Prime Minister Igor Matovič, leader of the populist anti-corruption Ordinary People and Independent Personalities (OL’aNO), has been in hot water ever since he became Prime Minister. While he longed for the office of Prime Minister for over a decade, the COVID-19 pandemic has seemed to have been a thorn in his side. And in the past week, the pandemic troubles have threatened the existence of the government more than ever before.
The Sputnik V Scandal
Since the coalition was formed in March 2020 have been countless disagreements between Matovič and Richard Sulik, leader of the libertarian Freedom and Solidarity (SaS). Even while the coalition was being formed, there was bad blood between the two. This is due to the fact that OL’aNO had stood as part of the SaS list in the 2010 election, but split from SaS a year later and has had better public perceptions ever since.
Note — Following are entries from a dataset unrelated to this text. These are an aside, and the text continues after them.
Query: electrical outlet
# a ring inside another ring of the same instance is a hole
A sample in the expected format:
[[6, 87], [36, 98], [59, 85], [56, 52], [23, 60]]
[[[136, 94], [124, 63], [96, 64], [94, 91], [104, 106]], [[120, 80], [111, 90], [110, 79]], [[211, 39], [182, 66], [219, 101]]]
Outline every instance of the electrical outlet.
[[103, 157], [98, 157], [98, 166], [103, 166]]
However, while debates over COVID testing, masks, and the continual drama over plagiarized master’s theses hadn’t left SaS threatening to pull out of the coalition, Matovič’s actions this past week have done so. An order of the Russian Sputnik V vaccine was made by Matovič without any input from coalition members. Moreover, it was done in a way that is seem by some to be just as shady as the government of Robert Fico – something Matovič vowed to never let happen again.
The transaction to obtain the vaccine was with what appeared to be backdoor emissaries, and the optics of Matovič and his Health Minister welcoming the vaccine at Košice’s airport was not the greatest in the eyes of the public. SaS and For the People (Za L’udí), a centrist party founded by former President Andrej Kiska and also part of the governing coalition, are wanting a total cabinet reshuffle over the approval and handling of the Sputnik V vaccine, disregarding national security concerns and the lack of EU approval of the vaccine, and the failure to contain COVID-19 in Slovakia.
Poor COVID Response
Ever since the fall resurge of COVID-19, Slovakia has consistently had some of the worst numbers in terms of cases and deaths per capita not just in Europe, but in the world. Former Prime Minister Peter Pelligrini’s Voice-Social Democracy (Hlas-SD) has called on the President, Zuzana Čaputová, to force the government to resign and name a new prime minister. Čaputová herself recently did an interview where she apologized on behalf of the government for not doing enough. She used language similar to what her predecessor had used in the wake of the murder of journalist Ján Kuciak to criticize the Prime Minister and the government for their handling of the crisis and the Sputnik V deal.
Čaputová’s involvement in the crisis doesn’t end here. Just early Tuesday afternoon, Čaputová met with the Foreign Minister and other representatives from SaS and Za L’udí and held discussions with them. In the press conferences thereafter, the parties made known their intentions: if there is not a serious cabinet reshuffle, the parties will pull out and the government of Igor Matovič will be no more. The parties also made it clear they do not wish for snap elections to be held. Boris Kollar, leader of the right-wing We Are Family (Sme Rodina) and Speaker of the National Council (Národná rada), also part of the coalition, has asked the coalition partners to meet with him in order to mediate an agreement. However, given the right-wing populist tendencies of Kollár, it’s doubtful anything will occur.
In any other country, this would be a coalition crisis for the history books. However in a country with politics like Slovakia’s, this is starting to become normal. Over the past decade, three notable coalition crises have occurred: the Eurozone bailout in 2012 that led to the fall of the centre-right government of Iveta Radičová, the murder of investigative journalist Ján Kuciak that led to Robert Fico resigning as Prime Minister, and the current crisis over the Sputnik V vaccine. Keeping an eye on what the leaders of the coalition parties say in the next couple of days determine whether or not Matovič ends up surviving like Justin Trudeau, or being forced out in true Slovak fashion.